The first picture I
saw this morning was taken at Hovenweep, six prehistoric villages on the border
of Colorado and Utah, and showed the “the moon giving way to the morning sun.”
In my sleepy state,
on the border of dreaming and waking, before my decaf Sumatra and warm
croissant with olallieberry preserves, I started wondering about the idea of
giving way—my dreamy morning hours giving way to rain and midday obligations,
winter beginning to give way to spring, and everywhere, examples of this
continuity which makes up life.
The meaning of it,
giving way, is ceding, passing the baton or the torch, letting the other have
its turn.
But beyond that,
giving way is allowing passage, enabling a journey, leading to or even
carrying. The stairs give
way. A train gives way, as does a
horse, a mule descending the Pololu Valley, or a donkey climbing the steep rise
of Santorini with its sheer white cliffs.

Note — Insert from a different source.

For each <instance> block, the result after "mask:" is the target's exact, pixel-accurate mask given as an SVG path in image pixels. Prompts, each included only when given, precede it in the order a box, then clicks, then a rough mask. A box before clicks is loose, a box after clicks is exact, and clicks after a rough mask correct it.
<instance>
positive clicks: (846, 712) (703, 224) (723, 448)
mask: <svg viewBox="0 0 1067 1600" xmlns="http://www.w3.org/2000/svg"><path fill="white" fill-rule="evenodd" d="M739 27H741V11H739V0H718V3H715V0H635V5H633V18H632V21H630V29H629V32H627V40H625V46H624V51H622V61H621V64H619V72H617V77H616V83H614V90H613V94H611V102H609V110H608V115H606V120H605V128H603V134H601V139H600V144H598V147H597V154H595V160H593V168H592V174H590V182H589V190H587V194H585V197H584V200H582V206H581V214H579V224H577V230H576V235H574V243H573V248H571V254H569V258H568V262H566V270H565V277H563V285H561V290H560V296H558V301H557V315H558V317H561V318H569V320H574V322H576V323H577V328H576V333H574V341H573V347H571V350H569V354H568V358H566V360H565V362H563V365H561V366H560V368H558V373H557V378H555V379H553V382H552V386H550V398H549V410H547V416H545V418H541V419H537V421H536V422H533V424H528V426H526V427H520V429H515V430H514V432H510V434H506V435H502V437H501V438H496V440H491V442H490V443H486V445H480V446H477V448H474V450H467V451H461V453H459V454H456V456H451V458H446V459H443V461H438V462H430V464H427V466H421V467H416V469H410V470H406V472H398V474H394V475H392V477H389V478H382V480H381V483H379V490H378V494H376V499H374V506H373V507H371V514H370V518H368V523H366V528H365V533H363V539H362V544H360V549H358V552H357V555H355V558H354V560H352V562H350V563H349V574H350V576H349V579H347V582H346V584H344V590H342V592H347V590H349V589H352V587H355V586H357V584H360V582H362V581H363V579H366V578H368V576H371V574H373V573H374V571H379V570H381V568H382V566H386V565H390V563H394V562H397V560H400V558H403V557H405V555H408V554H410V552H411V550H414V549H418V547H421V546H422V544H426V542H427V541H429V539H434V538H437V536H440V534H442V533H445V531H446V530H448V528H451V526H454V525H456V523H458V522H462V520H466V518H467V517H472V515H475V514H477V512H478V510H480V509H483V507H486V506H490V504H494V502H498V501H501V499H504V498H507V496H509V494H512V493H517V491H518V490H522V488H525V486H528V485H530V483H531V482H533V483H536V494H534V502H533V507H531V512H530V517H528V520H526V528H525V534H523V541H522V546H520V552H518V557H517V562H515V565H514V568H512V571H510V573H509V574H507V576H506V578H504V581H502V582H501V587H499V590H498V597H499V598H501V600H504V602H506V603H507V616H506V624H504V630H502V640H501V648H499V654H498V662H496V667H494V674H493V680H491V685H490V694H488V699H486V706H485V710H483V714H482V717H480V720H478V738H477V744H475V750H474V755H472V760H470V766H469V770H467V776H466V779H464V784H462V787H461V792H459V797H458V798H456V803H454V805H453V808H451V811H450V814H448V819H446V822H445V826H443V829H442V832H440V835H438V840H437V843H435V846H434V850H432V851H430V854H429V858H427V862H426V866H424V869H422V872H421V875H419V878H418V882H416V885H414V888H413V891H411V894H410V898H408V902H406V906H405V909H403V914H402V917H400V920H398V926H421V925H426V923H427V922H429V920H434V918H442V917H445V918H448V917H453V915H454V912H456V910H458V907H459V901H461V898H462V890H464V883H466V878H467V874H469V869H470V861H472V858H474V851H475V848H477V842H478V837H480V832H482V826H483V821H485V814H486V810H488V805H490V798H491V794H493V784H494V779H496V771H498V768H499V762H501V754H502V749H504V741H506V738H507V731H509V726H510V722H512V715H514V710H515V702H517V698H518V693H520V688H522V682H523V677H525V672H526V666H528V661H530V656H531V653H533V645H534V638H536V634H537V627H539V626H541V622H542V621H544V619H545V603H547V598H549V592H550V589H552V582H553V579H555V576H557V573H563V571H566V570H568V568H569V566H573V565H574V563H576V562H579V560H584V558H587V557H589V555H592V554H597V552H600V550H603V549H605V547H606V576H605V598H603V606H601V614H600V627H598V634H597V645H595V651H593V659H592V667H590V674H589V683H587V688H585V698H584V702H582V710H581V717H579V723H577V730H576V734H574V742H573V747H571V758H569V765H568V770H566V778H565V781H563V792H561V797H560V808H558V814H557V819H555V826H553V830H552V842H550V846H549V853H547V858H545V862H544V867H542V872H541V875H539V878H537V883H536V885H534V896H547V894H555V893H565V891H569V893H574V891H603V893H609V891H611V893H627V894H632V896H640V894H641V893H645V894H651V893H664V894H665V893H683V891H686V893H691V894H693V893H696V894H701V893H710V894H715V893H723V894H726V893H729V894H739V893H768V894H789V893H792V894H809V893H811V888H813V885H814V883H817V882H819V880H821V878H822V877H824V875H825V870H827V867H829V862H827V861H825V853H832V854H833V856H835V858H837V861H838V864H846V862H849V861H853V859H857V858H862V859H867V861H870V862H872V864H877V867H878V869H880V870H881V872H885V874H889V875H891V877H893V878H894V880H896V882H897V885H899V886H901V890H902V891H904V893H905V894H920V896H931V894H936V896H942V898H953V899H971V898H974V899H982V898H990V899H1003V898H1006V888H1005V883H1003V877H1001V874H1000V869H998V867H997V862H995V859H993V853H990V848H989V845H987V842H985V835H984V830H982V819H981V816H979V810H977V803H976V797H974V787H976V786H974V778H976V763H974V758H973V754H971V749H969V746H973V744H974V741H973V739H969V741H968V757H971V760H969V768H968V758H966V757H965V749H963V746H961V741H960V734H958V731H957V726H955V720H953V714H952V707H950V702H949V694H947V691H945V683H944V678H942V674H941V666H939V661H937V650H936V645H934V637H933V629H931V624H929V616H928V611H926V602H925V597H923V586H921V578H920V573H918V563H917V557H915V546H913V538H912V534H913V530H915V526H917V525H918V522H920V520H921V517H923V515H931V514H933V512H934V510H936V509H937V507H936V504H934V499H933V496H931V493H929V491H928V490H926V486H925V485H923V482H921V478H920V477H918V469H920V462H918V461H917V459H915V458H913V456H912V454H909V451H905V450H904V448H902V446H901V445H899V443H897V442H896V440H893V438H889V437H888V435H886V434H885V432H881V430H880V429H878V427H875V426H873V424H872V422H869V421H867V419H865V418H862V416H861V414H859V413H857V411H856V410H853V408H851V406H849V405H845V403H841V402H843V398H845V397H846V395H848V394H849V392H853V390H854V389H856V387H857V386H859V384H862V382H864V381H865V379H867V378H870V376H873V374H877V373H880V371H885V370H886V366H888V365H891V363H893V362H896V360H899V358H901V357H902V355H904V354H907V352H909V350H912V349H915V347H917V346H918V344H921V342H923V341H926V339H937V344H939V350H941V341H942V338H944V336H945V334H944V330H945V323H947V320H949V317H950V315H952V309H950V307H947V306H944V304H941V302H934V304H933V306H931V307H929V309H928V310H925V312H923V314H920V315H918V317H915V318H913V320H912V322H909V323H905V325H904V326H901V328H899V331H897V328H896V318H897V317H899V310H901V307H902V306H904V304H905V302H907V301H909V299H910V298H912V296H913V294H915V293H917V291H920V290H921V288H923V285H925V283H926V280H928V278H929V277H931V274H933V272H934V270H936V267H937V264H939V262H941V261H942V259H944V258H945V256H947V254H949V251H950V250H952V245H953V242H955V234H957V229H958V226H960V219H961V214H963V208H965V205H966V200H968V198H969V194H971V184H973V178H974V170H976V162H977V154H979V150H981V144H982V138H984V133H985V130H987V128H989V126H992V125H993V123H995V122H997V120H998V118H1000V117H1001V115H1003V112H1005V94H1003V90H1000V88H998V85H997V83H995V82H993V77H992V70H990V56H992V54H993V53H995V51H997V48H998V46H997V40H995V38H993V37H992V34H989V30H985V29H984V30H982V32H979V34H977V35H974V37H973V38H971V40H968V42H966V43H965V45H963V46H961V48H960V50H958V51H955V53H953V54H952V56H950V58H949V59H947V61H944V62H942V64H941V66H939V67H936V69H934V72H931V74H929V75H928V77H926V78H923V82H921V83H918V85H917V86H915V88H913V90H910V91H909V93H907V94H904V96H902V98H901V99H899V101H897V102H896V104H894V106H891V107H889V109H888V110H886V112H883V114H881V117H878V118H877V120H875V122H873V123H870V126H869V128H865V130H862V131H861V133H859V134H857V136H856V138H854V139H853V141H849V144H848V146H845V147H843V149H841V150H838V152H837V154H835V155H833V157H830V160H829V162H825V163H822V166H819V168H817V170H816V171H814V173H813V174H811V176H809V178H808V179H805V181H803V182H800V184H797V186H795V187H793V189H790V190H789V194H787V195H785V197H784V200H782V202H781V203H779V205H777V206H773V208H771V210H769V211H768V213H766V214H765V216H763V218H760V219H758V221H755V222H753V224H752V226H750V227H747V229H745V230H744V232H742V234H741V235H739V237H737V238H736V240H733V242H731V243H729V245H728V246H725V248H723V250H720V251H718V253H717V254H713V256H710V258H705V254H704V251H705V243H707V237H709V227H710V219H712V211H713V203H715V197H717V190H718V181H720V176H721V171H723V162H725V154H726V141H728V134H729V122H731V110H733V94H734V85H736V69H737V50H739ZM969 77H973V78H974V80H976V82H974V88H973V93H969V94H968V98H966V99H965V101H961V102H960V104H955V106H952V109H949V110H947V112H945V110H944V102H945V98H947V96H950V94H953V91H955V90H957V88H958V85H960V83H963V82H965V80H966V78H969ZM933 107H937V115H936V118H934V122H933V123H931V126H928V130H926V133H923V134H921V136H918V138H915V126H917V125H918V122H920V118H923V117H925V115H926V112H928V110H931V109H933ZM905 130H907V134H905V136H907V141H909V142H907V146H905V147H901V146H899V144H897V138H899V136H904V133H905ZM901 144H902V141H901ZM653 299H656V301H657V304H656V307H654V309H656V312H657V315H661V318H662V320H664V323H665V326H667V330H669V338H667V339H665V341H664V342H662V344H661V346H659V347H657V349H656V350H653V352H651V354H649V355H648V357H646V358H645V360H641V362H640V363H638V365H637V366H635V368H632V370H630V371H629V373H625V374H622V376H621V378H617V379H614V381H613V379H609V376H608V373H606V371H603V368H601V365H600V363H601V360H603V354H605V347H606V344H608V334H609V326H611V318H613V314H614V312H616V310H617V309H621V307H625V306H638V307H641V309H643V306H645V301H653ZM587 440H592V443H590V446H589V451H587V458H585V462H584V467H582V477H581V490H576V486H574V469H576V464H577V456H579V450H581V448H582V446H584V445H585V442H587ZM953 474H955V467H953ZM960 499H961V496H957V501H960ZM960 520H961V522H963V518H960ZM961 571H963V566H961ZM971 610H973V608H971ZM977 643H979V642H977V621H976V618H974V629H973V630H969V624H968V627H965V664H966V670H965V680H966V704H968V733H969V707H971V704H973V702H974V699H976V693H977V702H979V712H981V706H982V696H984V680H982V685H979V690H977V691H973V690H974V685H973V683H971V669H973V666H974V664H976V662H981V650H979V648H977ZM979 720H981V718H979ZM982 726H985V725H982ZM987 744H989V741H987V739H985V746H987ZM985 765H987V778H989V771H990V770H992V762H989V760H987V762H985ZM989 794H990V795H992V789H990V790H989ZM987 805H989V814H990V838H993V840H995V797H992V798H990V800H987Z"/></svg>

A wheelchair, graciously, gives way to those whose only way is that.
And in a further
sense of that, the spritual, it’s causing or inspiring a creative path. Claude Monet wrote “I perhaps owe
having become a painter to flowers.”
The flowers by their very nature gave way to Monet’s paintings of them,
which in turn give way to the viewer’s pleasure, sharing the flowers.
The meaning of that
first moon and sun “giving way” is yielding, but that, too, has several sides. Yielding as in letting someone else go
ahead of you, as in losing yourself to temptation (both implying a kind of
lessening of self, a ceding of one’s place in the landscape or moral world);
but also as in producing—offering—yielding fruit or flowers or some other rich and generous bounty. Giving of yourself to
others, to the world, with natural and voluntary grace. Not losing anything, but gaining
everything.
Finally, the giving way reminds me of the Navajo Blessing Way and Beauty Way, another way of healing and of finding harmony.